そしてこの『箱』が、ダンジョンに隠されていた、誰にも発見されていない魔族の遺産――――《宝》だとしたら。
(……いや、この際これが《宝》なのかどうかなんて些細な問題だ。重要なのは、もしもこの『箱』に、あの謎の声の言う通り《エクスプローラー》に纏わる手がかりがあるとしたら――――)
一度想像を始めたら、止まらなかった――――。
この『箱』は飛竜が守っていた物、封からしてみても、中身はきっと重要な『ナニカ』。
それはダンジョンに置かれた《宝》ではなく、謎の声の通りならば、《エクスプローラー》に纏わる中身の可能性も浮上している。
『箱』の中身には、一体どんな秘密が隠されているのだろうと思いを馳せる。
(それにこの部屋……)
また、この部屋の存在をギルドやパーティメンバーに知らせたら、どんな反応を示してくれるのだろうか。セノディアは自分が、ギルドの――――いや、このダンジョンを知り得る誰もが、知り得ない未知の謎に迫っているのだと確信していた。
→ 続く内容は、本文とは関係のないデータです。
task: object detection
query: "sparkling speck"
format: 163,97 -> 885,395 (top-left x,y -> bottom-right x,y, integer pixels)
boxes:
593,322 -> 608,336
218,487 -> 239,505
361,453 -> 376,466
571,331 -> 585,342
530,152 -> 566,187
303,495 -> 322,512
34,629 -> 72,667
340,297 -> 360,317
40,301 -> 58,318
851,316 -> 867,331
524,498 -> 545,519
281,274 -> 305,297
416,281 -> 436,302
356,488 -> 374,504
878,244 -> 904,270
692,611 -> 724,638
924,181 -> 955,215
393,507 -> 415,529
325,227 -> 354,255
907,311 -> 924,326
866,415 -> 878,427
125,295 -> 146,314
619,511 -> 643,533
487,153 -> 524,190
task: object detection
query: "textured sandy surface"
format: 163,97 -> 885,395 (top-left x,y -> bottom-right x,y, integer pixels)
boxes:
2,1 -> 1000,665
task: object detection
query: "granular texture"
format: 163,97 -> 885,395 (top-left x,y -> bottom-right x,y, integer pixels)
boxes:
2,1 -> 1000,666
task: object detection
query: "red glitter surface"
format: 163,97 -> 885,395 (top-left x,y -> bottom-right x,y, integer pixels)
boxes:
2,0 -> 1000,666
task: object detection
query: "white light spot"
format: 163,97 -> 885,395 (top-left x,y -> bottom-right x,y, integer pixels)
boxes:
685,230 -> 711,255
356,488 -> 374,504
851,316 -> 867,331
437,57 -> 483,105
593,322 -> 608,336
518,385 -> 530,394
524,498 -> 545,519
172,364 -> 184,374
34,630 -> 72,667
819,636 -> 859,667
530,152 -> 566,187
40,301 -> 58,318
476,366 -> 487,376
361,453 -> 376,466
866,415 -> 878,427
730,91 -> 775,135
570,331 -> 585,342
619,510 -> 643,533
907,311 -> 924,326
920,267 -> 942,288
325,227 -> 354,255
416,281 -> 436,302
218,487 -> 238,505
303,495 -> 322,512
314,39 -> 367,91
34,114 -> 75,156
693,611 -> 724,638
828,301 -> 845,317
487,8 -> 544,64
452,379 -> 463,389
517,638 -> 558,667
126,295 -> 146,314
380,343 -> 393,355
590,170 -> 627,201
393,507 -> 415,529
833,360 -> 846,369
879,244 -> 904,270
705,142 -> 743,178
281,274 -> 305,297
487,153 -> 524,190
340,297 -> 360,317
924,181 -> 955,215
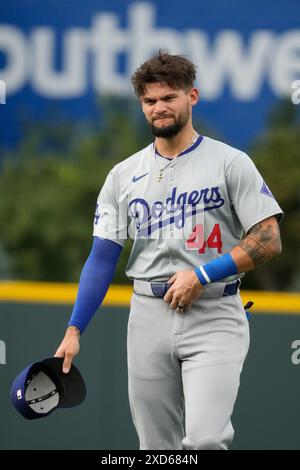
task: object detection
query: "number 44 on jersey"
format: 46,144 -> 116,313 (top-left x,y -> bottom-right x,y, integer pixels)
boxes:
186,224 -> 223,254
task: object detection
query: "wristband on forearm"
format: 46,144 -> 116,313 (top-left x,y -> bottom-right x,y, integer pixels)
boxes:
194,253 -> 238,286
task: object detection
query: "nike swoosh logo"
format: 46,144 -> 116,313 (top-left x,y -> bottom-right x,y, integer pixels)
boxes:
132,172 -> 149,183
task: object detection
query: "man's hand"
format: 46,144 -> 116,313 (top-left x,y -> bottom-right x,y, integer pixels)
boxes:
54,326 -> 80,374
163,269 -> 203,312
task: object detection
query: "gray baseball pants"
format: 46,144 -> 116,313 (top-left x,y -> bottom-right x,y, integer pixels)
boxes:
127,285 -> 250,450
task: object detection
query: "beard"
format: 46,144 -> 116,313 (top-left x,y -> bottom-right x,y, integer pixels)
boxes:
149,106 -> 190,138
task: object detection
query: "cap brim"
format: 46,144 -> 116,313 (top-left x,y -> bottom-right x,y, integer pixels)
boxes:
38,357 -> 86,408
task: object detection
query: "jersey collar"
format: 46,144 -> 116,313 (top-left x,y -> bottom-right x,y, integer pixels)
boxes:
154,134 -> 204,161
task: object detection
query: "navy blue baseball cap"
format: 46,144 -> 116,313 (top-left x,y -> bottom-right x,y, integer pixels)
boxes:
10,357 -> 86,420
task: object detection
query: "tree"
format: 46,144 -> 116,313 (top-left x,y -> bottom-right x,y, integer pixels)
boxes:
0,98 -> 149,282
0,97 -> 298,291
244,100 -> 300,291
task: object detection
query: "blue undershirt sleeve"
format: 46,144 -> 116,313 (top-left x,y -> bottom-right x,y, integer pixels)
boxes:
68,236 -> 123,333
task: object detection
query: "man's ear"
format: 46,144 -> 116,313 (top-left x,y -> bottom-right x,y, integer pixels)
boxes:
189,87 -> 199,106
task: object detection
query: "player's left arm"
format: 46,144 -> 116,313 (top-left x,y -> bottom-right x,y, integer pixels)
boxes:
165,151 -> 284,311
164,215 -> 282,311
230,215 -> 282,272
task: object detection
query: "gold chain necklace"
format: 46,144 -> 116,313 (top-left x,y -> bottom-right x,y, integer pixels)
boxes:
154,132 -> 199,182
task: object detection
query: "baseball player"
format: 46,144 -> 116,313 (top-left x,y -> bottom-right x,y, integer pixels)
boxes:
55,51 -> 283,450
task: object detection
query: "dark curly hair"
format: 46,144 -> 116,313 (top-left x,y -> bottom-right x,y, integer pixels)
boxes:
131,50 -> 197,98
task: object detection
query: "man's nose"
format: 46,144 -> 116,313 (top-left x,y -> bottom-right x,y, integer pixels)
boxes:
153,100 -> 168,115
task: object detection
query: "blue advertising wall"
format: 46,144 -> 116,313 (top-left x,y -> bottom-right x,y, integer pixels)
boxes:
1,0 -> 300,149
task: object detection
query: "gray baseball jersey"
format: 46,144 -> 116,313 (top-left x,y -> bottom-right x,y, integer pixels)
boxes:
93,134 -> 283,450
93,135 -> 283,281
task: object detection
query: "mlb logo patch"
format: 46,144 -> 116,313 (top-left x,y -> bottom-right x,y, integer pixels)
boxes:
17,389 -> 22,400
260,181 -> 274,199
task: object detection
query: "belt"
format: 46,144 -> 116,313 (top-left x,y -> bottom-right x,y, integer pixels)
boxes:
133,279 -> 241,300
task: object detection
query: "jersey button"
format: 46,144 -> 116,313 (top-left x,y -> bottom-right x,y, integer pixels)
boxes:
169,167 -> 175,172
169,180 -> 175,186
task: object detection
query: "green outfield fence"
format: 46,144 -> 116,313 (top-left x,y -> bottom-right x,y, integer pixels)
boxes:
0,282 -> 300,450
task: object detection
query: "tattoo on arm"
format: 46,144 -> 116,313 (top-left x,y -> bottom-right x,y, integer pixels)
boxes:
239,222 -> 277,267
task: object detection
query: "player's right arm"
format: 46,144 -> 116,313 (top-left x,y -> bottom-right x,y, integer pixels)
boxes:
54,236 -> 123,373
54,325 -> 81,374
55,167 -> 127,373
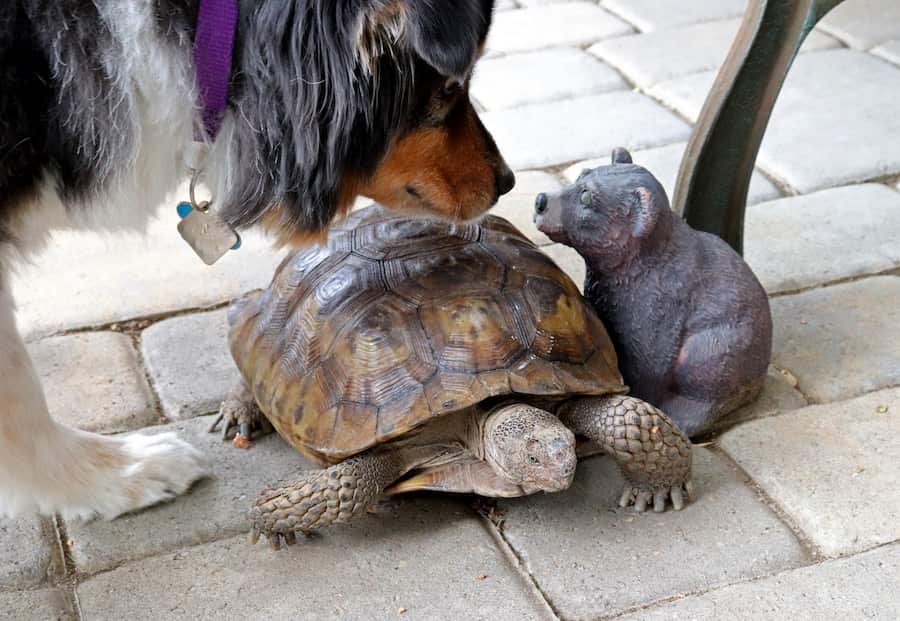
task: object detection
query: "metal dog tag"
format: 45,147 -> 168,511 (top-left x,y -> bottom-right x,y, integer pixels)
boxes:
176,202 -> 241,265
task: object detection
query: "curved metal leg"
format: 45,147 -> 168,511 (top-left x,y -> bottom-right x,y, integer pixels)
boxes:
672,0 -> 846,254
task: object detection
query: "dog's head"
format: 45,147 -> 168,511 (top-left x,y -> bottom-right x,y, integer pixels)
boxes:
226,0 -> 513,245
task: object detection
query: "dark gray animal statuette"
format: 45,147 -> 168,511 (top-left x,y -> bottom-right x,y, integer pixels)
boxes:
533,148 -> 772,437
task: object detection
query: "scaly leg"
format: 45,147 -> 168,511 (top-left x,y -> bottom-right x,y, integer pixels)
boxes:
559,395 -> 693,512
こんな初心者向けの洞窟に、何百何千と冒険者が訪れたこの地に、こんな神秘的な空間があったことも、箱も、飛竜も、前情報として聞かされていなかった。
ギルドから支給された地図にも書かれていなかった。それはギルドが知らなかったからだ。全ては自分達のパーティが戦いの末に辿り着いた、一つの開拓地。それも冒険者としてまだ日の浅い自分が、だ。
(やっべぇ……手柄ってレベルじゃなさそうだな……)
その事実を自覚するとセノディアは、生まれて初めてと言っても過言ではない程に興奮した。心臓がバクバクと鳴る。
そう、ずっと昔、子供の頃にセノディアが夢見た理想の冒険者は、御伽噺や絵本に描かれた冒険者は、手に汗握り、胸が熱くなるような冒険をしていた――――。
それと同じ冒険を、一人だけの力では無かったとはいえ成し遂げようとしていたのだ。
(俺は……俺が目指していた冒険者に……。いや、『冒険』ができたんだ――――)
――――だがそれの胸の高まりは、同時に隙が生まれた瞬間でもあった。
「――――ん?」
セノディアは自分の背後から気配を感じ、振り返ろうとした。
その気配は唯ならぬ敵意。
ドスッ!
――――瞬間、肉を抉る鈍い音と共に、真っ赤な鮮血が辺り一面に飛び散った。
その血はセノディアからで、脳裏を抉られるような痛みから脇腹を突かれた傷から飛び散った血だと気づくのにそう時間はかからなかった。